“Data-Driven Thinking" is written by members of the media community and contains fresh ideas on the digital revolution in media.
Today’s column is written by Shiva Vannavada, chief technology officer at iCrossing.
Operationalizing your data management platform (DMP) is not unlike raising a child.
Both processes take time and patience. They each require consistent communication among primary stakeholders. And frequently, to make them perfect, they cost a ghastly amount of money.
But most importantly, neither DMPs nor children can be made a perfect product before they’re finally introduced to the world. A DMP can’t be kept in production mode while you input every last shred of data any more than a child could live in a bubble until they’re ready to start a career. A DMP’s maturation process is exactly that – a process.
And yet, that’s the consistent mistake today’s marketers make: trying to populate their DMP solutions with all conceivable audience data before they ever go to market. Such an approach is, at best, inefficient – and at worse, it’s unrealistic.
Here’s an alternative: Determine the use case that best aligns to a primary current marketing objective, load only data pertinent to that use case and immediately go to market. That might sound counterintuitive for a tool as advanced as the modern DMP, but it’s really the more logical approach.
First, companies dramatically reduce the time their new DMP is stuck in staging. Instead of spending months (if not years) collecting and onboarding all available customer data, companies can start recognizing return on investment from DMP-driven activations in a fraction of the time.
As a result, marketers also greatly increase the chances of meeting their business objectives. Modern companies change tack frequently; new product launches, market fluctuations or even in-house leadership moves can suddenly shift marketing goals. Marketers need to work in weeks, not years. Onboarding data on an as-needed basis, as opposed to straining toward an all-or-nothing approach, allows them to do that. In other words, the only way to work quickly is to start slowly.

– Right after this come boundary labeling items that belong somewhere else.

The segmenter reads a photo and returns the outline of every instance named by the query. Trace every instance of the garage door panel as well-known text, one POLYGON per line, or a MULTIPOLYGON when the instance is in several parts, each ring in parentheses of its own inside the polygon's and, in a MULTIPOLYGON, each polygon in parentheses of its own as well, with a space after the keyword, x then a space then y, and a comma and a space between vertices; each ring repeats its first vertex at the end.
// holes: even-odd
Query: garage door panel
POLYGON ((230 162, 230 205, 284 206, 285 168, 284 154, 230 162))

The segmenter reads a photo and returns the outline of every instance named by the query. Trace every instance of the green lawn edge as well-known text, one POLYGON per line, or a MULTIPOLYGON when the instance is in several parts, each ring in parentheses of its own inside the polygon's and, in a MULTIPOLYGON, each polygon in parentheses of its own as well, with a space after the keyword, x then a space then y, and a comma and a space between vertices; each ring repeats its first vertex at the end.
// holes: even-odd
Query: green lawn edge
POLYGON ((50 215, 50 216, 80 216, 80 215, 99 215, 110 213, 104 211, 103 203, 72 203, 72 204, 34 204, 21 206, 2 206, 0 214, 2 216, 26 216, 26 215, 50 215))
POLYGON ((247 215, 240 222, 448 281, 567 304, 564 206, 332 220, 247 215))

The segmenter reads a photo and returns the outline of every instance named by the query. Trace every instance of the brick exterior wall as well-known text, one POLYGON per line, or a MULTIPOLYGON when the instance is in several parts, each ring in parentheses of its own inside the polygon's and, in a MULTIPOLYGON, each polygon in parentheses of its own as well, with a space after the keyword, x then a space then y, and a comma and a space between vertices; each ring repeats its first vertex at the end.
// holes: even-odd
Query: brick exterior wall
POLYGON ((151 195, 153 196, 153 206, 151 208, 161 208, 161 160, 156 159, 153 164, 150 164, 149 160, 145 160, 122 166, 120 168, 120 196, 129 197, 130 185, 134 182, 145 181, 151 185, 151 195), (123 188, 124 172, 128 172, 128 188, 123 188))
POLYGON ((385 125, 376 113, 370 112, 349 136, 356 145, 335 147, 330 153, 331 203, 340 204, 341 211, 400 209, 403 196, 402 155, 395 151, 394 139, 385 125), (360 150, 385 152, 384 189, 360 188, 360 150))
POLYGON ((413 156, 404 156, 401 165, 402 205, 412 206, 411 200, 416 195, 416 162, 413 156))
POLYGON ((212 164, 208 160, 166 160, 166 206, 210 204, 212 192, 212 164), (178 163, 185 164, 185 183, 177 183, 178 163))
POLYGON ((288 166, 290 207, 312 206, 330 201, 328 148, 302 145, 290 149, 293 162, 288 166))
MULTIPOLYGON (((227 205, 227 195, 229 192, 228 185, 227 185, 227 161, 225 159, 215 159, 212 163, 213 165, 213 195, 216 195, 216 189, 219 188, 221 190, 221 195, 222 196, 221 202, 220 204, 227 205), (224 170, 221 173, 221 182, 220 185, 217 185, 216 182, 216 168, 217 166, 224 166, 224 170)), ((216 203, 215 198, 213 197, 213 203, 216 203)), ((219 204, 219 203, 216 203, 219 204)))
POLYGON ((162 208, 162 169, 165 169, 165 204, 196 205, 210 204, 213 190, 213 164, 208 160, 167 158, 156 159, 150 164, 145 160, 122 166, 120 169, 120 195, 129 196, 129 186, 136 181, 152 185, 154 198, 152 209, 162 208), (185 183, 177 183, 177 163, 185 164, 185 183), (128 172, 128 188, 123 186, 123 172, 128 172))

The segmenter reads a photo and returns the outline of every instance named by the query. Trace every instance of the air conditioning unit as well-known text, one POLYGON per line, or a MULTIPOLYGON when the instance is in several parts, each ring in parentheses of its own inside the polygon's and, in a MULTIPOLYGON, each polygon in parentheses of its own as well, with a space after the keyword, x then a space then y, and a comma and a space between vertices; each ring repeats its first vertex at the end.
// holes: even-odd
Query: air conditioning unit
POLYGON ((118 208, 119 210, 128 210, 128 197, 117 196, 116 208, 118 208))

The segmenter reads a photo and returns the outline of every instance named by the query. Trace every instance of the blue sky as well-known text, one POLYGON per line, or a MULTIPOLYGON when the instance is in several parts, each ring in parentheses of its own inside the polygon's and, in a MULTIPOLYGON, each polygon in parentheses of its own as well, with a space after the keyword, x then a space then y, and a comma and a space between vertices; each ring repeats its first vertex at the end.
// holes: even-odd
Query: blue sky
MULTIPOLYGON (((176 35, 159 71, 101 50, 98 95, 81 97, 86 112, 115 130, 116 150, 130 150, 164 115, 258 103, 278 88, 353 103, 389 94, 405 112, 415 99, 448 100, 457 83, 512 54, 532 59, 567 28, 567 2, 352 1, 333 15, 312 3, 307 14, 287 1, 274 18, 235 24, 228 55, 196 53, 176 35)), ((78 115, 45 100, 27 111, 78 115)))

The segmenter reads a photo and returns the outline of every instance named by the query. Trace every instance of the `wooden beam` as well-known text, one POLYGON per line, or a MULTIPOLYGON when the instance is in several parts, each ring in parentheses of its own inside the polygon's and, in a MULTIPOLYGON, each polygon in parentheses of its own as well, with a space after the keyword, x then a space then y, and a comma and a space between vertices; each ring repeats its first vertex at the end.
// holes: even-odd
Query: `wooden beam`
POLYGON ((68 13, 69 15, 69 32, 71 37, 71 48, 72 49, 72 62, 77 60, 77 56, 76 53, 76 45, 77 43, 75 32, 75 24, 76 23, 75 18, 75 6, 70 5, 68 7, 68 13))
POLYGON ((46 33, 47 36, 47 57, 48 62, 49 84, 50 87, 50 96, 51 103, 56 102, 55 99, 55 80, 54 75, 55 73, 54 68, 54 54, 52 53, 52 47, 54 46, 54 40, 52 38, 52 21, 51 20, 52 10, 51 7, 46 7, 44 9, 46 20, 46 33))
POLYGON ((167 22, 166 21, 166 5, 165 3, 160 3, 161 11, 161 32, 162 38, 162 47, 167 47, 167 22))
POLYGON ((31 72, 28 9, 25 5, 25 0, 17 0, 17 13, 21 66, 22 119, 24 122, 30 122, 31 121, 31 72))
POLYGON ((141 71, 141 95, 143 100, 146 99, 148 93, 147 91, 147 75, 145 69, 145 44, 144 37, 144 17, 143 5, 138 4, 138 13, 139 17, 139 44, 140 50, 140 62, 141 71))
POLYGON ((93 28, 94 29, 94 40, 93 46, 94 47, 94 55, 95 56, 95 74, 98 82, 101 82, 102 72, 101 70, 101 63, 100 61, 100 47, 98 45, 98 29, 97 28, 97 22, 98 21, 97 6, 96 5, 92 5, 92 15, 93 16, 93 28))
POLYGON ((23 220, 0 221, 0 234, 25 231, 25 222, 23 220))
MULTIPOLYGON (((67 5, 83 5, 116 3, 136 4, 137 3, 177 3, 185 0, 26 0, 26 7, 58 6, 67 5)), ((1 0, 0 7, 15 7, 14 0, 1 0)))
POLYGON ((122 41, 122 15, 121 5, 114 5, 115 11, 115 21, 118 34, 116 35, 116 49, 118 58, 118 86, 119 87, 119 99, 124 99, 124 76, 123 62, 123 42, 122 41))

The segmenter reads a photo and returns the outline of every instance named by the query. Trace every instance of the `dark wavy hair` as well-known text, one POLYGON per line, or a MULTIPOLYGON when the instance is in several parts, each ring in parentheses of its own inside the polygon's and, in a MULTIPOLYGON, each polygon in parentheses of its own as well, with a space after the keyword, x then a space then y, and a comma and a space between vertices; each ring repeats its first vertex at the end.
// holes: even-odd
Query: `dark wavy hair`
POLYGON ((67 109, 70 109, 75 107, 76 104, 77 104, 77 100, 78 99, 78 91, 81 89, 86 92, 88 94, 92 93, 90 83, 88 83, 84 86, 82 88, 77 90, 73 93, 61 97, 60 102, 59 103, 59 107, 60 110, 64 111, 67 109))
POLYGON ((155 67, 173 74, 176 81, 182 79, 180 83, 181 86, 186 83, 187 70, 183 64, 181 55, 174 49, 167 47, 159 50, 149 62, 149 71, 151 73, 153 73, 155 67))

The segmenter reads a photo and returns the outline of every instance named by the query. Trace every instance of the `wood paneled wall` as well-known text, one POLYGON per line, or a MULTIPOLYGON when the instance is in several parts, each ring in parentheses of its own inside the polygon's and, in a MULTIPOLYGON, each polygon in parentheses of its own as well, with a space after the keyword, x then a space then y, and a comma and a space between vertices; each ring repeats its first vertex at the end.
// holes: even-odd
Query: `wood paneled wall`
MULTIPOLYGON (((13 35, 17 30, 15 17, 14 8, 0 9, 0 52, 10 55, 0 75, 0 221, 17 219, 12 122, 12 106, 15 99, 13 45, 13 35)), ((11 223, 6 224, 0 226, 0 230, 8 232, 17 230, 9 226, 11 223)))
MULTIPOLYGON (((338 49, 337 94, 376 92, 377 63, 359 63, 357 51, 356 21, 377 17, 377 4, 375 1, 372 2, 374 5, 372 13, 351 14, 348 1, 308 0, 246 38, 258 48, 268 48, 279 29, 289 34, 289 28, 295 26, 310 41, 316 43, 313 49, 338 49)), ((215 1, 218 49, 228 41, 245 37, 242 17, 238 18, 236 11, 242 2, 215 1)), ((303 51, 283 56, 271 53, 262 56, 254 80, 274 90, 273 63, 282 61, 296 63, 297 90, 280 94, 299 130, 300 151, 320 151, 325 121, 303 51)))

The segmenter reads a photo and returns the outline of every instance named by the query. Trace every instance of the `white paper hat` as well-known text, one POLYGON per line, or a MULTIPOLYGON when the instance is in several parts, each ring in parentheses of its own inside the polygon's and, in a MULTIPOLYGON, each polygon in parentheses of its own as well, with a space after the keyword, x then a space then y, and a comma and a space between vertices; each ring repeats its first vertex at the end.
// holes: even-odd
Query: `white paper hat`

The reality is that most companies simply don’t have the expertise and structure to suddenly start operationalizing all of their customer data simultaneously. But aggregating data into the DMP on a per-use case basis allows the system to grow over time. That way, a company can progressively increase the size of its integrated data pool to tackle use cases for more complex business objectives. The ambitiousness of marketing goals rises in lockstep with the DMP’s sophistication level.
If companies are looking for the right DMP vendor, this approach can actually help solve for a critical selection criteria: ROI. Instead of locking in an expensive multiyear contract, companies with a clear view on their immediate marketing objectives can pilot a DMP solution for a short-term campaign. Doing so requires just a subset of a company’s total data pool – and hopefully proves how platform-driven revenue can offset costs before it’s on the hook for long-term pay structures.